A reader makes some good points:
There may well be good evidence that serosorting is one of the factors keeping the rate of new HIV infections down, but the comparison with the syphilis rate isn’t one of them – for two reasons.
Petrelis notes one of them in the blog entry you cite:
"What’s not footnoted by DPH is the fact that in 1999 the CDC launched a national syphilis elimination effort, one that significantly drove up the number of syphilis tests performed and also enhanced surveillance."

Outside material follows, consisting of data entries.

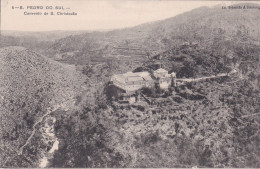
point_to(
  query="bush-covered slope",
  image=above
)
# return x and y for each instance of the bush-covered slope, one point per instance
(29, 85)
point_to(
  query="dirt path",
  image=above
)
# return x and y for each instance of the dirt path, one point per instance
(207, 77)
(49, 111)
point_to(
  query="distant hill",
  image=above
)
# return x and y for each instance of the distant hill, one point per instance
(208, 27)
(29, 85)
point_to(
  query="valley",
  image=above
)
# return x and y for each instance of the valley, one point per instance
(57, 109)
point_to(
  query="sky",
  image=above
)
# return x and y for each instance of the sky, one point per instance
(93, 15)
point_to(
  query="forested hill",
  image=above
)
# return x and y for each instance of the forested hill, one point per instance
(206, 26)
(29, 85)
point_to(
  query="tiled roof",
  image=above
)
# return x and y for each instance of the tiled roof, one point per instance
(130, 76)
(161, 70)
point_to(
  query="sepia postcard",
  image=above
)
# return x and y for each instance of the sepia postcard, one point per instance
(129, 84)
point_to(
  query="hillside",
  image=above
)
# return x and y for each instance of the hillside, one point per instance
(209, 123)
(30, 84)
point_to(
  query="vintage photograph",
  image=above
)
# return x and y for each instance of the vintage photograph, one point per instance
(129, 84)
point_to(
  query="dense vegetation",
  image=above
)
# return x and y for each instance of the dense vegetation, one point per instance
(30, 83)
(211, 123)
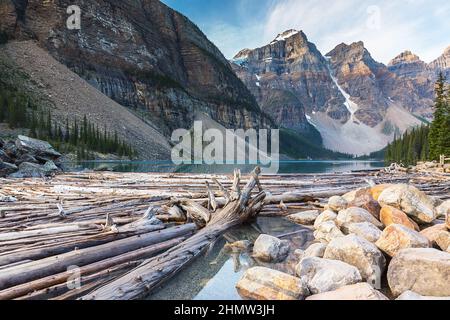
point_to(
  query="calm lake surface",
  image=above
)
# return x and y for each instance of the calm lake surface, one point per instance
(214, 275)
(305, 166)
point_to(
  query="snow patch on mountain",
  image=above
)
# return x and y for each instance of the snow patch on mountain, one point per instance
(285, 35)
(349, 104)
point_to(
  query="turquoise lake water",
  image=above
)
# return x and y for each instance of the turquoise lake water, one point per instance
(305, 166)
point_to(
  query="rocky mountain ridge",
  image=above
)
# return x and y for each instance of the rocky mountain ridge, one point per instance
(356, 103)
(141, 54)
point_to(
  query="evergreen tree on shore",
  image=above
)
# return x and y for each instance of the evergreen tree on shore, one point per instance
(439, 129)
(426, 142)
(82, 138)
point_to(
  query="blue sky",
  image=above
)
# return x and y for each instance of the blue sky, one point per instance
(387, 27)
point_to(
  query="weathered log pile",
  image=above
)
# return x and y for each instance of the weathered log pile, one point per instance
(26, 157)
(103, 235)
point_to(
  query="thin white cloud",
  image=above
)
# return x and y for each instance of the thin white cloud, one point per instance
(386, 27)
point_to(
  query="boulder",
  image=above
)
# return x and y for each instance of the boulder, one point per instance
(363, 199)
(36, 147)
(322, 275)
(390, 215)
(325, 216)
(26, 158)
(355, 215)
(11, 150)
(261, 283)
(409, 295)
(424, 271)
(305, 217)
(238, 246)
(327, 231)
(360, 253)
(4, 157)
(415, 203)
(33, 170)
(337, 203)
(378, 189)
(315, 250)
(443, 240)
(270, 249)
(7, 168)
(447, 221)
(359, 291)
(432, 233)
(443, 209)
(365, 230)
(350, 196)
(397, 237)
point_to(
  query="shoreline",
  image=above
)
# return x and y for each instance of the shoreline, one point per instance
(85, 210)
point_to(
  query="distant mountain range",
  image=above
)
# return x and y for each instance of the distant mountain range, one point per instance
(153, 67)
(356, 103)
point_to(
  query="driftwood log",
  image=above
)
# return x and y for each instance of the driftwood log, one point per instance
(241, 207)
(33, 270)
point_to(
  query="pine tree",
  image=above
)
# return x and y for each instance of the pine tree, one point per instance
(438, 126)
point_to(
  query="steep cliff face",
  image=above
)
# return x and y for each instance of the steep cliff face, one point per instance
(356, 103)
(141, 54)
(412, 84)
(289, 77)
(442, 63)
(359, 75)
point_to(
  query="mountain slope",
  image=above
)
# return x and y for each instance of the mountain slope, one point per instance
(289, 77)
(143, 55)
(25, 66)
(356, 103)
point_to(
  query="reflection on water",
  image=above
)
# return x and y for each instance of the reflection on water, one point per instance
(306, 166)
(214, 275)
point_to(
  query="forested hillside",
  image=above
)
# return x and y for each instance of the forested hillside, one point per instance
(426, 142)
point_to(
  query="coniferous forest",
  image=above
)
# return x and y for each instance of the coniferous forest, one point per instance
(427, 142)
(81, 138)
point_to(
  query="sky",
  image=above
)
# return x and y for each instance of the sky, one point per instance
(387, 27)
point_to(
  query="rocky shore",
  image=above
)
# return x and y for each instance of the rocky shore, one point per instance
(28, 158)
(389, 232)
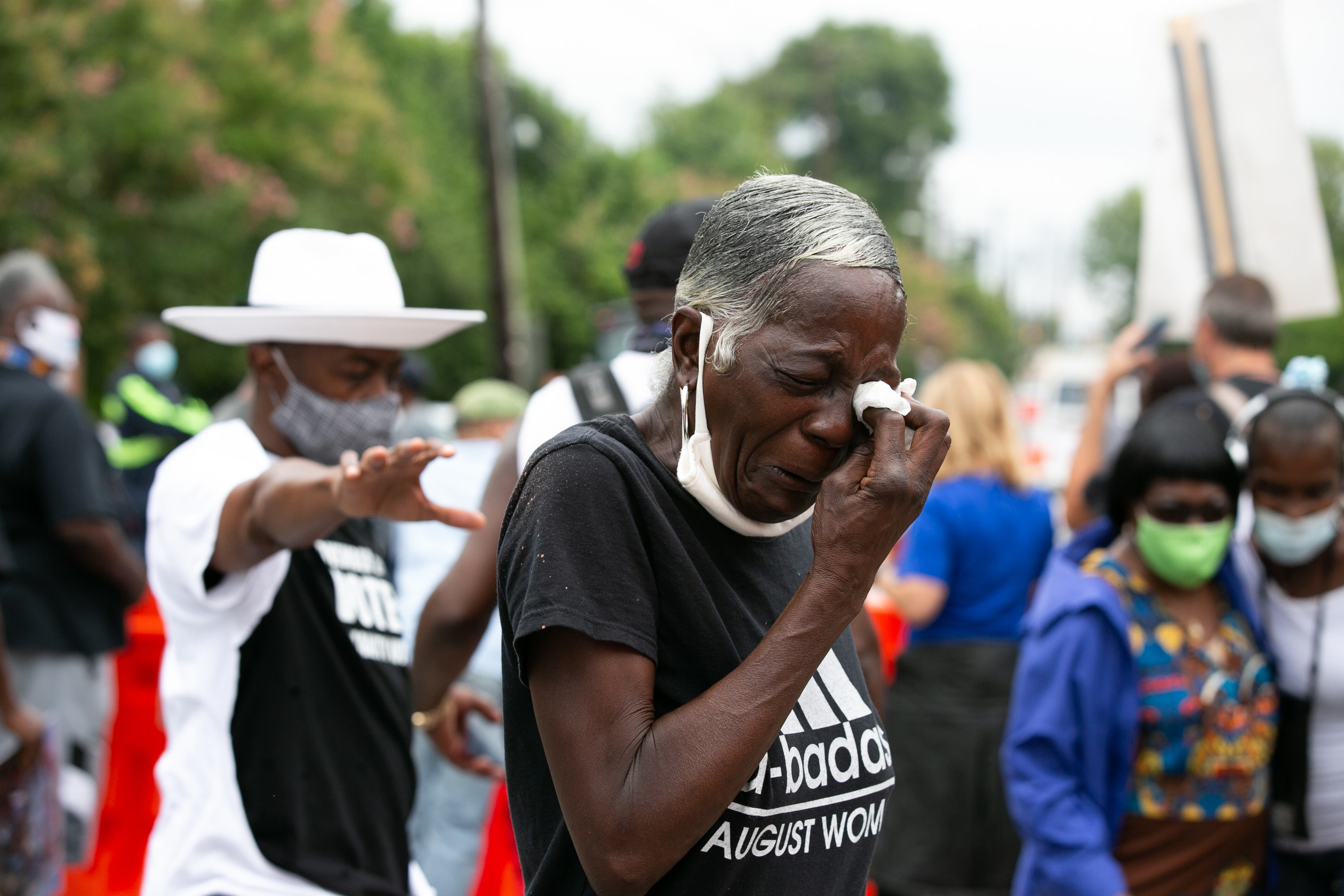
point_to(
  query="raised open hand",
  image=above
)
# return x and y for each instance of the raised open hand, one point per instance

If you look for syphilis and test for it more often and increase surveillance and contact tracing, then you’re going to find more of it, regardless of what’s happening with other STDs
The other was reported widely a year ago:
"A recent rise in syphilis rates in the United States is probably due to natural cycles rather than an increase in unsafe sex or other behaviors…. [Nicholas C.] Grassly and his colleagues argue in this week’s issue of the journal Nature that syphilis infection follows a natural cycle that peaks at eight- to 11-year intervals. Though sexual behavior certainly influences the overall number of people infected, the researchers concluded, those regular ups and downs are an intrinsic property of the disease itself."
The article above goes on to note:
"Because [syphilis and gonorrhea] spread the same way, if changes in sexual behavior had caused the oscillating pattern in syphilis they should have created a similar pattern in gonorrhea. Yet gonorrhea rates show a steady rise from the 1950s through the 1970s, followed by a steady fall."
Because of the above, I’d be a lot more impressed by the slide both you and Petrelis highlight if it compared HIV infection rates with gonorrhea rates.